El inicio fue una vuelta a los orígenes. Un acorde de guitarra en las manos de Diego Carrasco. Evocando sus inicios en lo jondo como tocaor para artistas tan distintos como La Periñaca o Morente. Ya entonces se podía intuir la variedad de sus intereses. A solas sobre la escena cantó Septiembre de Pedro ya que se trataba de desempolvar algunas de sus grandes creaciones. Y así, por la escena fueron pasando Pa mi Manuela, Alfileres de colores, Cinco toreros u Oliva y naranja, con el baile de Antonio Canales. Letras bellísimas firmadas por Carlos Lencero o Salvador Madariaga para melodías evanescentes creadas por el de Jerez. Un concepto lúdico de la existencia que se articula sobre el compás de doce tiempos, cantiña y bulería, y los tangos.
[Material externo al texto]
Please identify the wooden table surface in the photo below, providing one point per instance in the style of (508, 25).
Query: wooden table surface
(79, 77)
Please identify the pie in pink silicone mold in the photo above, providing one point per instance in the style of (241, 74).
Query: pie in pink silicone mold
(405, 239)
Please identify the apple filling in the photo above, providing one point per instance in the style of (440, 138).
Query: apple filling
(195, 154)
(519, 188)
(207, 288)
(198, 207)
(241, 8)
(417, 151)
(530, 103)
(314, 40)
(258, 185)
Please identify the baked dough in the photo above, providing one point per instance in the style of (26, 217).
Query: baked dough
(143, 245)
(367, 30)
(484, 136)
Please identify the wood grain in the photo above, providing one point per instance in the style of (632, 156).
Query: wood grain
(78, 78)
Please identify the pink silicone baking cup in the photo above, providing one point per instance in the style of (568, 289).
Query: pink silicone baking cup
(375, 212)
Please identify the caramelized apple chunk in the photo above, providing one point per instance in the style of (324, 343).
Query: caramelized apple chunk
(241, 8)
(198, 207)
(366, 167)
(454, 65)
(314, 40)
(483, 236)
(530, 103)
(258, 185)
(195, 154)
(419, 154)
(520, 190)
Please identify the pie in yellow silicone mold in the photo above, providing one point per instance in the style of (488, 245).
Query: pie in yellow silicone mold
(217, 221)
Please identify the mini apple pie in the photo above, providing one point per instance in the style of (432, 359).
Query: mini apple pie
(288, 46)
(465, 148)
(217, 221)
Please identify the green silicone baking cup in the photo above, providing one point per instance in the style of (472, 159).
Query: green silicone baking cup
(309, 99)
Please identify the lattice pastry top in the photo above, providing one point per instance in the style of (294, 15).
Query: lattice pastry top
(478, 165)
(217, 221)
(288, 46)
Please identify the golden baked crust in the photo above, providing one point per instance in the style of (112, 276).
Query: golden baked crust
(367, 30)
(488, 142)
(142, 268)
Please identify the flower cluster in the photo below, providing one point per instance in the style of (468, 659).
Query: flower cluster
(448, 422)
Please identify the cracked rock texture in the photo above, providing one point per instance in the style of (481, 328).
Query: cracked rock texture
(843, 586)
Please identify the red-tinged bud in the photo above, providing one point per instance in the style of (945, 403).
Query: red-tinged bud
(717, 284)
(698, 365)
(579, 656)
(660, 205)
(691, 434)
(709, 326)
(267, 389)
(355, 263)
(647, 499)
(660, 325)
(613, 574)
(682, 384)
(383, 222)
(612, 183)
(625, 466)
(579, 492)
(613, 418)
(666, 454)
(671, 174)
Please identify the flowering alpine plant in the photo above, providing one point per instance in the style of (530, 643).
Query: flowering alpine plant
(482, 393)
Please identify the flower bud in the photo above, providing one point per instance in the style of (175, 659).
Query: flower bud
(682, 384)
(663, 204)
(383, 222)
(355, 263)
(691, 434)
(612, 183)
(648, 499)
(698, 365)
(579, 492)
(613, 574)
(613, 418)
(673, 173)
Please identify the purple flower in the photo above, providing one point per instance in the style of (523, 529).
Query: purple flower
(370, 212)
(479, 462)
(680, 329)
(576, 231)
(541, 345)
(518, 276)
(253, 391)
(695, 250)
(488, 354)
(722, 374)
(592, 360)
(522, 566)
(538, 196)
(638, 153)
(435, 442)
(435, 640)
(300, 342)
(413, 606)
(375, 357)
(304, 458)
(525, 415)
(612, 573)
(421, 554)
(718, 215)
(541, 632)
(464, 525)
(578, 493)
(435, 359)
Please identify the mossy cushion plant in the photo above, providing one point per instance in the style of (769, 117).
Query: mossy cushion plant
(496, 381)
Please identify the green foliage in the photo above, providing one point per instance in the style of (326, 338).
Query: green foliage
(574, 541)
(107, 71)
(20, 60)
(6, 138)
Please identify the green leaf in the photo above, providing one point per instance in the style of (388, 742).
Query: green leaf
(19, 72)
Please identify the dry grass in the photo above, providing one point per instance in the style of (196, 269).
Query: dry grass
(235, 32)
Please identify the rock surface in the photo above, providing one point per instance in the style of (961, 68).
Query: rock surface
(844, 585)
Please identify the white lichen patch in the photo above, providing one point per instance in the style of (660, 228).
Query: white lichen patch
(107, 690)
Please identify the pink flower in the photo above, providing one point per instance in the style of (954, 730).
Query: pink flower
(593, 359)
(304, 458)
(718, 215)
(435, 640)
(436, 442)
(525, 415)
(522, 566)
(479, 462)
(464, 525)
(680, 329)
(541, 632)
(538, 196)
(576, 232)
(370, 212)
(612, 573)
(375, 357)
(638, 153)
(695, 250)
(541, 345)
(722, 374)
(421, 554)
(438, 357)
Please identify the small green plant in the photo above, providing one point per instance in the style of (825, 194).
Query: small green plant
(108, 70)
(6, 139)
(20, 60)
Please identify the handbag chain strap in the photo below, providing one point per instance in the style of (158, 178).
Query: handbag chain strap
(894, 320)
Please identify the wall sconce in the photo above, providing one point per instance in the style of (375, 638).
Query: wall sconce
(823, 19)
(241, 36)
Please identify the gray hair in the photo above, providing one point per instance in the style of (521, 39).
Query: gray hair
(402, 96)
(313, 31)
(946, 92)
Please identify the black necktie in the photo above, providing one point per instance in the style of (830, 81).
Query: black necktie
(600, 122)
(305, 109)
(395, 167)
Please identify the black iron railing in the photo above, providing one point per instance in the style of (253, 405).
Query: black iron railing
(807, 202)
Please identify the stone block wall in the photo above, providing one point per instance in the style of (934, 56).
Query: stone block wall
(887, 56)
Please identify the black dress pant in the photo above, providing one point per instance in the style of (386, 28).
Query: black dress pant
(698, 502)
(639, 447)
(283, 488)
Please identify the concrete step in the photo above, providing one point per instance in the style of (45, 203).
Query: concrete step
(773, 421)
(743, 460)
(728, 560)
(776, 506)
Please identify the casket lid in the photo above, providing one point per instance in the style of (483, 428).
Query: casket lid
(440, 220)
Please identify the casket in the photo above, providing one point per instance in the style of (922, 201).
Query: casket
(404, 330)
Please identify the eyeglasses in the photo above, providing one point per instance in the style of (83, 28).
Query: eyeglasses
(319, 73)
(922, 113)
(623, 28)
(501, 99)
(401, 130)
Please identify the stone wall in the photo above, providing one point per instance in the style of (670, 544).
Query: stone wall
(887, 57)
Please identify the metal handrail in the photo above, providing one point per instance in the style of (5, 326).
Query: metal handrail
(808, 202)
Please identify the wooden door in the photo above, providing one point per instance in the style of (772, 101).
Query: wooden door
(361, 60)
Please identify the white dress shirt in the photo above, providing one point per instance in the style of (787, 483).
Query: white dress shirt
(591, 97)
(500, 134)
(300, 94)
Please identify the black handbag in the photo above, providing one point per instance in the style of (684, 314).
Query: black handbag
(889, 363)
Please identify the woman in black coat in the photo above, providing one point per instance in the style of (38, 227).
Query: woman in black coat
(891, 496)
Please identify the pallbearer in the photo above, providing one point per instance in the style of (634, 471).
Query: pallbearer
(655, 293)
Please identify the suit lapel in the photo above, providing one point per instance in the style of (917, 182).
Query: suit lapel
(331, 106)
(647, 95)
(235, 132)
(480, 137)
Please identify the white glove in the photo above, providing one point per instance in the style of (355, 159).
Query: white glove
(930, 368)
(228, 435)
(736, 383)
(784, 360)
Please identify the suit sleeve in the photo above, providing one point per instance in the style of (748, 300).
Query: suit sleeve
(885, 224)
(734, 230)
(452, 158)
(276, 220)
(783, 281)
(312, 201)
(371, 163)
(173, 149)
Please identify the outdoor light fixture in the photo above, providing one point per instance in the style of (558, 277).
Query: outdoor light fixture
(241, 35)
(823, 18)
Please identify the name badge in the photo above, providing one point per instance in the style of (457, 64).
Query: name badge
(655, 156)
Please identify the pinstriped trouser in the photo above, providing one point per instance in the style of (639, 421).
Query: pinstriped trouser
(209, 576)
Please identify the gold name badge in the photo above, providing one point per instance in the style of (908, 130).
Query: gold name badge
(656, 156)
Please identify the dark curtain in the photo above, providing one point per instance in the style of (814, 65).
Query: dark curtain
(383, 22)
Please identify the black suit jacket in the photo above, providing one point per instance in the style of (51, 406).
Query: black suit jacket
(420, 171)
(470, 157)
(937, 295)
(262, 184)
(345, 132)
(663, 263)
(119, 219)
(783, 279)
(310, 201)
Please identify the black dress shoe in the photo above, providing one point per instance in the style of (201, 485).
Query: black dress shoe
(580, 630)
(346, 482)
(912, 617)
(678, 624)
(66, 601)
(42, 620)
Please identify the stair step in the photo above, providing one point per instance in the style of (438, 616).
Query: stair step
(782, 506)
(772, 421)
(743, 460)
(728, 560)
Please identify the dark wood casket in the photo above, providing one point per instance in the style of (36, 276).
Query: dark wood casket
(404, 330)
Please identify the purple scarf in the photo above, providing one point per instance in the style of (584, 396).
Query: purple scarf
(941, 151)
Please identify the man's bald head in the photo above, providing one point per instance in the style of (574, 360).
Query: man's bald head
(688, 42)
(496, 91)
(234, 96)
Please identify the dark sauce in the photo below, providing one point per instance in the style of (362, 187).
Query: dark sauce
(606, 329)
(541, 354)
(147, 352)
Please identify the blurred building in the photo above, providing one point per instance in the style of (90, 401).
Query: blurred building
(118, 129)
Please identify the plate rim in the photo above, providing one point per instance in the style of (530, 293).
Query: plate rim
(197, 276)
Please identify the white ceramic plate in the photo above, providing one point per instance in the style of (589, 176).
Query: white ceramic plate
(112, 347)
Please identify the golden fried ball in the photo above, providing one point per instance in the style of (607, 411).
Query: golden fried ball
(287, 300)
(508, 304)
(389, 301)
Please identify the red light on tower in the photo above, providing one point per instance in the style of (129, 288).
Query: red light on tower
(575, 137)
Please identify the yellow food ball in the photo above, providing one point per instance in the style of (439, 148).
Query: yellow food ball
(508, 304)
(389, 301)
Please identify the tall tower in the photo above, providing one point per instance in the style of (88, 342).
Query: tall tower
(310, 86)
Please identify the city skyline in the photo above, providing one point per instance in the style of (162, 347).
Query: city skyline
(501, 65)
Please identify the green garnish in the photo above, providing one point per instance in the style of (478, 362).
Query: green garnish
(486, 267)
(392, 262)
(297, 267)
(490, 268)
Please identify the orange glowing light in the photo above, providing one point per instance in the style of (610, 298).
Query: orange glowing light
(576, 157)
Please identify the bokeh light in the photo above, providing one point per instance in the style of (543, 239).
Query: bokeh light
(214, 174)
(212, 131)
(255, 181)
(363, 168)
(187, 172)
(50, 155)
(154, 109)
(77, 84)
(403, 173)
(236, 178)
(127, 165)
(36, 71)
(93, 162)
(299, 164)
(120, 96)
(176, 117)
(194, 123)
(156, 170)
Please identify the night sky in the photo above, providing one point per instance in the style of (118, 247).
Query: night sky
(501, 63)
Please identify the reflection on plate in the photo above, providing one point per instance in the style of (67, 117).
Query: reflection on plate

Pero sobre todo la bulería, una forma de vida, de respirar, para este músico inclasificable, imprescindible. Uno de los grandes. La cosa gana enteros en la intimidad, cuando podemos emborracharnos con la dulce melancolía de sus melodías, con las formas onduladas de los poemas. Pero Carrasco es un ser eminentemente social y pronto por la escena empiezan a desfilar los invitados. Deliciosa la Nana de colores en la voz de Remedios Amaya que nos devuelve el sentido original de la pieza. Muy emotiva la presencia de Alba Molina que evocó los haikus por bulerías de su padre. Conforme sube el ritmo y los decibelios se van perdiendo los matices. Y Carrasco es un artista de matices. De silencios. Pero la fiesta es impagable con el soniquete de Jerez, Lebrija, Utrera. Y Cádiz, en la voz del Selu y con el recuerdo de Camarón y La Perla. También Carmen Ledesma dio su pinceladita. Y así, entre pinceladitas, se nos va pasando la vida.